In questa proposta vocazionale-missionaria ricopre un ruolo molto importante l’ascolto, sì, della Parola di Dio, ma anche dei testimoni della missione, che con coraggio e passione portano a conoscenza dei giovani i cammini delle varie chiese dell’Africa, dell’America Latina, dell’Asia e dell’Oceania.

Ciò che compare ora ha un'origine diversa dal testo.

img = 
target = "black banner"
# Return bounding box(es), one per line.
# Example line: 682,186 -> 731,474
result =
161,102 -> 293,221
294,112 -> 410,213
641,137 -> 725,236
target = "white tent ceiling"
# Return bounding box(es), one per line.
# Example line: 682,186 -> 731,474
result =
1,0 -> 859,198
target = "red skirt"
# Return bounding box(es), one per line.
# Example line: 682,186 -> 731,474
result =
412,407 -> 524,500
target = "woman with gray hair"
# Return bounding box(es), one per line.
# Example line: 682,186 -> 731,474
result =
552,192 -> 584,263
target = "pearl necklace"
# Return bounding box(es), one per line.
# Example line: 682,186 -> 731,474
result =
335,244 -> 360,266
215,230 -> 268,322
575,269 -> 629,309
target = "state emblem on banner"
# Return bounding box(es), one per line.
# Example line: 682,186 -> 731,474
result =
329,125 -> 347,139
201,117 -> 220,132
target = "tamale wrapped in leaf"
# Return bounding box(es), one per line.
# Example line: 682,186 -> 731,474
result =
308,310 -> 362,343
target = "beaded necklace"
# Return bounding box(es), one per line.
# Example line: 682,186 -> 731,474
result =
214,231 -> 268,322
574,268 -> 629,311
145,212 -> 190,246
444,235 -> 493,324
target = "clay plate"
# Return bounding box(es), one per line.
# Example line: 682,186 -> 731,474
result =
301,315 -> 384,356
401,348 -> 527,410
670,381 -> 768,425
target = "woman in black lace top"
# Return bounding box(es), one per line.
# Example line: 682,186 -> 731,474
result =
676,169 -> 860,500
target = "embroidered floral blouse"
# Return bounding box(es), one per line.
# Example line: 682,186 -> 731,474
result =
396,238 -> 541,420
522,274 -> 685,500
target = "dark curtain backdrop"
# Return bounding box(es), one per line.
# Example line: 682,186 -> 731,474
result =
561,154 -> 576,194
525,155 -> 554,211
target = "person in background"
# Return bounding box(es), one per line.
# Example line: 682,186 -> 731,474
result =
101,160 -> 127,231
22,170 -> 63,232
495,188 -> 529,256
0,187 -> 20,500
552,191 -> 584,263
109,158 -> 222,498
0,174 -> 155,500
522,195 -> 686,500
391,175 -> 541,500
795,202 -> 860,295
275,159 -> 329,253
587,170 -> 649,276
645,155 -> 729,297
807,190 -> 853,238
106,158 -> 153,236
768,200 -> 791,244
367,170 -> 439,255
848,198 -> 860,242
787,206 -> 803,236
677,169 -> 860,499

Il saper narrare la missione non è secondario, anzi i giovani sentono forte il desiderio di incontrare persone che con entusiasmo ancora oggi partono per annunciare il Vangelo fino ai confini della terra, donando la propria vita a Cristo nell’impegno della giustizia, del dialogo interreligioso e nella difesa dei diritti umani.
Da sottolineare che nella proposta missionaria vocazionale, le esperienze in missione diventano un trampolino di lancio per scelte di vita religiosa, di consacrazione, ma anche di impegno nel proprio territorio e nelle proprie comunità cristiane.
Condivisione
A conclusione della presentazione della scheda, il gruppo ha condiviso alcune riflessioni e ha lavorato su un progetto che, a partire dalla missione ad gentes, possa diventare veicolo di impegno vocazionale.
In alcuni interventi si è detto che “la missione Ad Gentes gioca un ruolo molto importante per quanto riguarda l’impegno vocazionale”.
Accanto alla gioia della missione, però, ci si rende conto che noi, in Italia, dobbiamo fare i conti con dei giovani, e degli adolescenti che fanno fatica a recepire certi messaggi e certi contenuti: il “per sempre” fa paura. Allora come aiutare un giovane a maturare un impegno vocazionale nella Chiesa e per il mondo?
A partire da questa domanda abbiamo mosso i primi passi per tracciare un progetto di animazione missionaria vocazionale. Seguendo una traccia proposta dall’animatore, si è lavorato a due gruppi e poi si è riportato in assemblea il proprio progetto, arrivando alla fine ad un unico percorso.
Il progetto è stato suddiviso, come suggerito da P. Giovanni, in alcuni settori: obiettivi, icona biblica, scelte di annuncio/testimonianza e infine modalità e strumenti.